Karleen Melody, PharmD
Scientific Director
Pharmacy Times Continuing Education
Jason Christidhis, PharmD Candidate 2024
Intern
Pharmacy Times Continuing Education
According to the CDC, all individuals aged 6 months and older should receive an influenza vaccine; however, only about 50% of eligible Americans receive the vaccine annually. Pharmacists across multiple practice settings are responsible for answering questions related to vaccination as well as administering influenza vaccines within their communities. Additionally, as the influenza virus and components of the vaccine change from year to year, education is essential to ensure pharmacists are comfortable providing education and recommendations to the public on vaccine eligibility, adverse effects, and vaccine hesitancy. Strategies to close these identified gaps undertaken by Pharmacy Times Continuing Education™ between 2019 and 2022 focused on providing live education that incorporated audience response to engage participants in active learning, including presentation of patient cases and opportunity for questions and answers with faculty. The outcomes results including pre/posttest data, confidence, and intended practice changes across these programs will be aggregated. Aggregated data will provide insight into the effectiveness of these educational activities as a whole, including trends among the different activities, and help to identify remaining gaps that need to be addressed when designing future continuing education on this important topic.
Educational Strategy:
Between 2019 and 2022, Pharmacy Times Continuing Education™ developed and delivered 5 distinct educational programs for pharmacists related to influenza vaccination. All 5 programs had live data and 3 of the 5 had on-demand data available for analysis. The outcomes for these projects were evaluated and the data were extracted and collected on a data collection form template created by the quality improvement (QI) working group. Data extracted assessed pharmacist knowledge, attitudes, and confidence and included pre/post assessment and confidence questions as well as demographics for live and enduring programs. Demographic data included patient interactions per year, years of practice, and primary practice setting. Additional data included Moore’s level 2 outcomes, such as satisfaction with the quality of the activity and faculty (both reported as percent who rated activity as good or excellent), as well as perception that learning objectives were met (reported as percent who rated activity as average to excellent). Data were aggregated to show the averages of assessment questions for each program and also for the overall therapeutic area. Assessment questions were aggregated by question category, which was also developed by the QI working group and reported as an absolute difference. Confidence questions data were aggregated and reported as the percentage of participants reporting moderately, very, or extremely confident before and after the program. Finally, the top 3 intended practice changes were aggregated to determine the potential impact on patient care.

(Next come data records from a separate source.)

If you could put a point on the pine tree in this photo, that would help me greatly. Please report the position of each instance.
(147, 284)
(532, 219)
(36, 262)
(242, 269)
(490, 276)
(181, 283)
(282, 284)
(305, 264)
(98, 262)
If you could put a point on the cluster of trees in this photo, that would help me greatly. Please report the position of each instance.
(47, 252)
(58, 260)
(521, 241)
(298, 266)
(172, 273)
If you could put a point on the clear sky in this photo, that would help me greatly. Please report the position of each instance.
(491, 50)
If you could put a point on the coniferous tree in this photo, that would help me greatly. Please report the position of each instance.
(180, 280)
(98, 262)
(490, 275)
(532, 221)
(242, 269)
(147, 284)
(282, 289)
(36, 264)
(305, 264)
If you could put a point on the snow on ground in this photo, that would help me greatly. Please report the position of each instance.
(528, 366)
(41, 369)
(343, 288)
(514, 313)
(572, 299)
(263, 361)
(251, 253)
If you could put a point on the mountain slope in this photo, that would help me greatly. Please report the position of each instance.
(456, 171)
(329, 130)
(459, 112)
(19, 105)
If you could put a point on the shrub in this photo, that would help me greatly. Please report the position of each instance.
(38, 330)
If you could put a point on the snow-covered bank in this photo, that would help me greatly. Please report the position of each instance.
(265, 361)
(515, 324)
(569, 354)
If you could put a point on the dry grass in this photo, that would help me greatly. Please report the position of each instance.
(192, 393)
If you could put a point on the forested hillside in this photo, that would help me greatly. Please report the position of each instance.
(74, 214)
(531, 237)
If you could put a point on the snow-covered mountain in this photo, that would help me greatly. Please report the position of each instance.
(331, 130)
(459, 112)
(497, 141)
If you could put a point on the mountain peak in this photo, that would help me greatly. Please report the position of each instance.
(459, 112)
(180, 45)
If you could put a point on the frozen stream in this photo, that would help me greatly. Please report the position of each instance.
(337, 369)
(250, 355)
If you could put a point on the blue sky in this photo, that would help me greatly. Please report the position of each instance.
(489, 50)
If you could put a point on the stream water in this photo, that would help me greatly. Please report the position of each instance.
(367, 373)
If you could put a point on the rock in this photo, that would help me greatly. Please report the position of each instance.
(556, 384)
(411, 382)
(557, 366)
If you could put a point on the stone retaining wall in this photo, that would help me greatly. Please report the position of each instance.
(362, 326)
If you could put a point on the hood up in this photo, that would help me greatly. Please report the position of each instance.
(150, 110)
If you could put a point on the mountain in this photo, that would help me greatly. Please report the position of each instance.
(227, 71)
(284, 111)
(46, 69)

Patient-Level Outcome(s) Measured:
To date, 22,027 learners participated in the activities. Average years in practice were 27.5% for fewer than 5 years, 14.4% for 6-10 years, and 52.9% for greater than 10 years. The majority of learners were in the practice setting of retail/community (48.5%). The average increase in knowledge with the pre/post assessment questions was 20%. Although the change was similar for learners who participated in the live activities compared with the enduring activities (21% vs 19%), the live participants had a much higher baseline knowledge (45% vs 35%). Questions pertaining to the categories of pharmacotherapy and treatment recommendations/guidelines had the highest growth in knowledge and questions on epidemiology and communication had the smallest increase in knowledge. The learners who rated themselves moderately, very, or extremely confident increased 26%. However, learners in live activities noted a higher increase (33%) compared with those participating in on-demand activities (20%).
The practice changes with the highest responses were within the categories of addressing vaccine hesitancy (55%), improving or increasing patient communication (48%), and identifying appropriate patients for vaccination (45%). Interestingly, the highest reported barriers were these same categories, demonstrating the need for future programs to address strategies aimed to overcome these barriers.
These results provide insight into areas where the baseline knowledge and confidence of pharmacists may be strong or lacking as well as barriers they may face that will help us tailor learning objectives of future programs to meet the needs of our pharmacists.